Novo’s spokesperson said the company “is continuously improving the formulation of our oral biologics to require as little [active pharmaceutical ingredient] as possible.”
There is a precedent for the company reducing the dose of an oral biologic after launch. Novo won FDA approval for Rybelsus, an oral form of semaglutide used in type 2 diabetes, in 2019 and launched with 7 mg and 14 mg doses. The company subsequently began offering a 3 mg dose. Last year, Novo successfully sought FDA supplemental approval for a new formulation with 1.5 mg, 4 mg and 9 mg doses, corresponding to the original 3 mg, 7 mg and 14 mg doses.

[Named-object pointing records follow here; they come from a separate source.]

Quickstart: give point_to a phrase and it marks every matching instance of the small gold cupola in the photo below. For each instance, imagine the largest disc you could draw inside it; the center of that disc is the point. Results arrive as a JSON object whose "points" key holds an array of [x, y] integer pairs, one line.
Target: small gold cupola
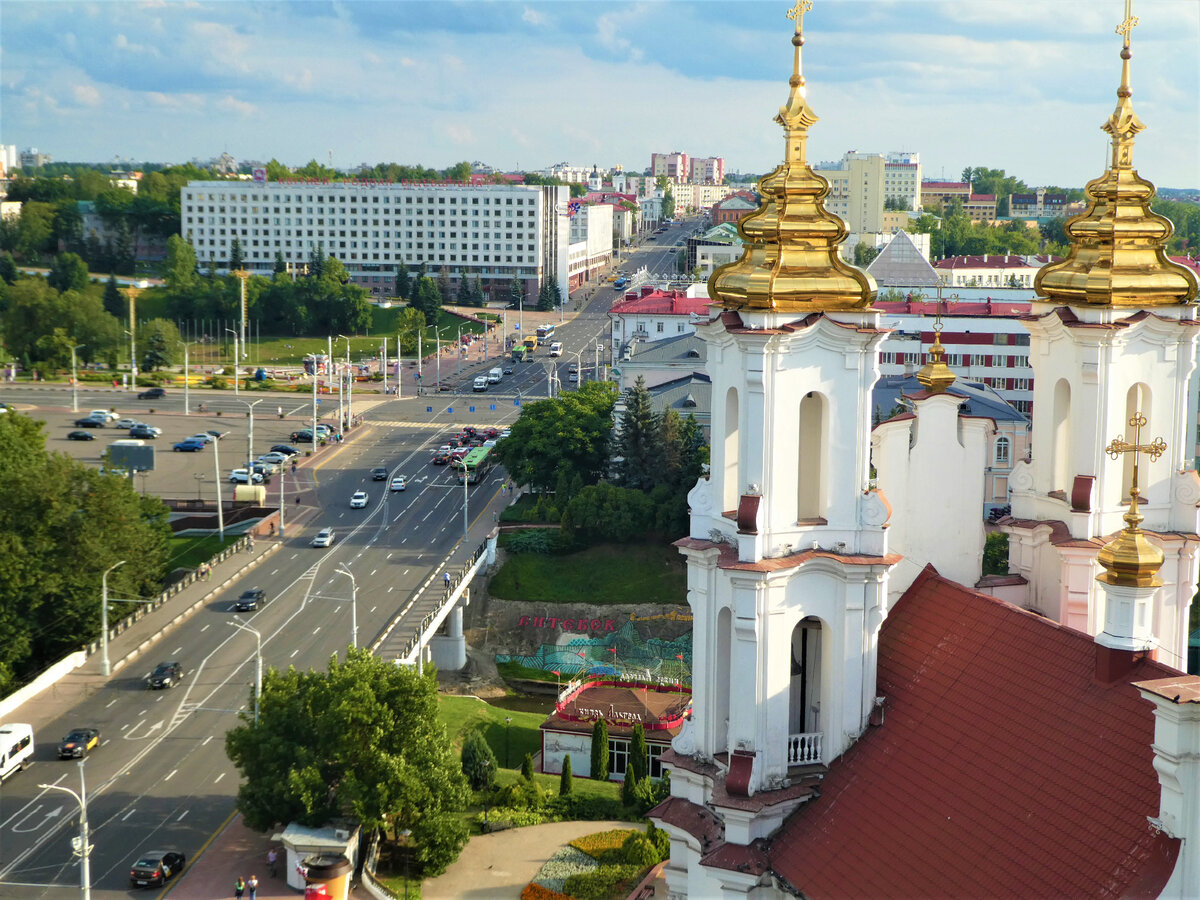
{"points": [[1131, 559], [935, 376], [1117, 253], [791, 261]]}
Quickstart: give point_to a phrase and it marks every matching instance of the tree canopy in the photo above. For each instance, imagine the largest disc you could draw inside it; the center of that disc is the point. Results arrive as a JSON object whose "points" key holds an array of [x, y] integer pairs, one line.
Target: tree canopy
{"points": [[363, 741], [61, 525]]}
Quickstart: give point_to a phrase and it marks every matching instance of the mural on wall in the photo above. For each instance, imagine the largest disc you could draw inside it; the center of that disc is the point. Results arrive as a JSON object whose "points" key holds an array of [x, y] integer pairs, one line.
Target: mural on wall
{"points": [[655, 647]]}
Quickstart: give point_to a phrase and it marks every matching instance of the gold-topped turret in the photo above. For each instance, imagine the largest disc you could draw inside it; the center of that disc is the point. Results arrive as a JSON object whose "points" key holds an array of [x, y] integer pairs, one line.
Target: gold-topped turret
{"points": [[1131, 559], [791, 261], [935, 376], [1117, 247]]}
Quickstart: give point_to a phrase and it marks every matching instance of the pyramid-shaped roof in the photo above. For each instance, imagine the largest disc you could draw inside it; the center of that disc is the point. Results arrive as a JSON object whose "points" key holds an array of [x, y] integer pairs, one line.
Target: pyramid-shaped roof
{"points": [[903, 265]]}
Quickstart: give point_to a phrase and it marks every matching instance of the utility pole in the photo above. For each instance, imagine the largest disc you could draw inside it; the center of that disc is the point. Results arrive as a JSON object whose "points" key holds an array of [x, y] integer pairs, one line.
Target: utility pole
{"points": [[106, 667], [75, 379]]}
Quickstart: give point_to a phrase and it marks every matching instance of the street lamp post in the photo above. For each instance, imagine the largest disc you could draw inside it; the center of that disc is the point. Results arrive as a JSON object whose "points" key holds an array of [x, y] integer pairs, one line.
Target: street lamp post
{"points": [[250, 433], [234, 360], [106, 667], [75, 379], [354, 605], [187, 381], [84, 850], [258, 664]]}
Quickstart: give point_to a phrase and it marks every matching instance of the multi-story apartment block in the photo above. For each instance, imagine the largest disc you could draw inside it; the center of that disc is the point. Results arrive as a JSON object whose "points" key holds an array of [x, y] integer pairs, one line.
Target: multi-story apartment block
{"points": [[935, 193], [493, 232], [707, 171]]}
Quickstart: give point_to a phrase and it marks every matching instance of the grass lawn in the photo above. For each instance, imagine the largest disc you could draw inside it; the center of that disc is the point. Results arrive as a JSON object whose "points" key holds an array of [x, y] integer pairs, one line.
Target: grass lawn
{"points": [[461, 714], [189, 552], [605, 574]]}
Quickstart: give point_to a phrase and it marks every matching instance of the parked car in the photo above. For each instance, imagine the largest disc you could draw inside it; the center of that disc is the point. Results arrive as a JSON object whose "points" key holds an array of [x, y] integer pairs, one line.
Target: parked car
{"points": [[78, 743], [250, 600], [166, 675], [155, 867]]}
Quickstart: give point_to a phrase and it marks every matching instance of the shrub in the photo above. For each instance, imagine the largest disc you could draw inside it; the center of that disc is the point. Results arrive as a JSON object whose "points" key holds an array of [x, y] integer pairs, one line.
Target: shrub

The spokesperson said the dose reduction reflected improvements to the formulation. According to a notice from the European Medicines Agency, the new formulation has higher bioavailability. The FDA approval filing referred to a change in the drug product manufacturing process.

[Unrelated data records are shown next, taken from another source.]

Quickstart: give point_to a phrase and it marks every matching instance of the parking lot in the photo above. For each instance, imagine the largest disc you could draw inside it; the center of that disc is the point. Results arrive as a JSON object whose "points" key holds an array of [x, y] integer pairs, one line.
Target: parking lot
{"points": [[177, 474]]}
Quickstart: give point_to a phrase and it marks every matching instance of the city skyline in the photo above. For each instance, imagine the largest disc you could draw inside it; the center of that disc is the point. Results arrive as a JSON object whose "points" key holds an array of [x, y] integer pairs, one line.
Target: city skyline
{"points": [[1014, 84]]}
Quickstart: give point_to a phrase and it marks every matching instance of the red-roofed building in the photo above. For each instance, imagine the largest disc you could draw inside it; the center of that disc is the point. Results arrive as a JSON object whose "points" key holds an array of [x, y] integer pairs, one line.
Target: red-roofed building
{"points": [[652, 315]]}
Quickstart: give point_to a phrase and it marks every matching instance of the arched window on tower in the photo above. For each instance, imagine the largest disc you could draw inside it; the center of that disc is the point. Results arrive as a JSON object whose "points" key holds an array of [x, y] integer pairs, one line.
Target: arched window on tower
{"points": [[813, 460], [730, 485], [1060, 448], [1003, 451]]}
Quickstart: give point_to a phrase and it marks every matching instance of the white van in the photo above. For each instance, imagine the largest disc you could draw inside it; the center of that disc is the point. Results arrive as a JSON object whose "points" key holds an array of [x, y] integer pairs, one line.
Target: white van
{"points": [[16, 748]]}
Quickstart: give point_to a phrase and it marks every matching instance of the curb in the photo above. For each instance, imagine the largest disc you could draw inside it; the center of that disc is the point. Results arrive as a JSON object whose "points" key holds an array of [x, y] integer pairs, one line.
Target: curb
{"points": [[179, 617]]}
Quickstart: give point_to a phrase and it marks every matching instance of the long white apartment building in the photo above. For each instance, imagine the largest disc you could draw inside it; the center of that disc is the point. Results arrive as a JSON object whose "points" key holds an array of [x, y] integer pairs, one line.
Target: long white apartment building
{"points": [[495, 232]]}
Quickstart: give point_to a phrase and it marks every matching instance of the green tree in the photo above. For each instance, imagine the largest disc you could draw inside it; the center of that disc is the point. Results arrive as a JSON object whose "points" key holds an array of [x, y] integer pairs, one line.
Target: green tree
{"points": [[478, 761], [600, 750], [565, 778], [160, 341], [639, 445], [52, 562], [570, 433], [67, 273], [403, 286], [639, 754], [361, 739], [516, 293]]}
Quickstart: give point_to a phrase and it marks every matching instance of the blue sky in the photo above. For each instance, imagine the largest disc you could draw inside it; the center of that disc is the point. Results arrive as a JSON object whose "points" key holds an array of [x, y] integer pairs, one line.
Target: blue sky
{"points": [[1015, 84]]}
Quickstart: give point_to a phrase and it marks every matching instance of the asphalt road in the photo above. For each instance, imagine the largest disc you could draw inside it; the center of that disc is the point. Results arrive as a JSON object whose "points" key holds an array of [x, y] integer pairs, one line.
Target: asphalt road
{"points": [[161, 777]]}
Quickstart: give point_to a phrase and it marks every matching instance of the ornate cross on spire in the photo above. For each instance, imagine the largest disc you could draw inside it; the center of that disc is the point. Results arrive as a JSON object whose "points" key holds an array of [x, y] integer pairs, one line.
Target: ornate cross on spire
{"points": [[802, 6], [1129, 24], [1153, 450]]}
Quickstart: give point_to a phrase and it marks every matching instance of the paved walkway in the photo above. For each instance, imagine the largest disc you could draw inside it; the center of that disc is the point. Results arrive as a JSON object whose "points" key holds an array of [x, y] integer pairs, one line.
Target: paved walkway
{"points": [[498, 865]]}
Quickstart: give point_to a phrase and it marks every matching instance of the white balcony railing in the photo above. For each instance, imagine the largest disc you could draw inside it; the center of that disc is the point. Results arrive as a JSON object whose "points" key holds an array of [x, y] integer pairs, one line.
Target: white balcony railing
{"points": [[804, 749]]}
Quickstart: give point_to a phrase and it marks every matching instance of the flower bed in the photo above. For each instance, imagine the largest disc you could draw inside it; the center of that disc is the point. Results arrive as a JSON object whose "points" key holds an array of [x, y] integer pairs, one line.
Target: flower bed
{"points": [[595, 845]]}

Seigerman pointed out that oral semaglutide uses the same active pharmaceutical ingredient (API) as Wegovy and Ozempic, which provides a unique manufacturing advantage. “Novo has been ramping up API production for sema over the past few years—increased production of sema ahead of an oral sema launch is not making product at risk, as they can use the API across products. Yes it needs to be formulated as a tablet, but if the API is not used for oral sema, it can be used as an injectable product.” The same would not be true for Lilly’s orforglipron if approved.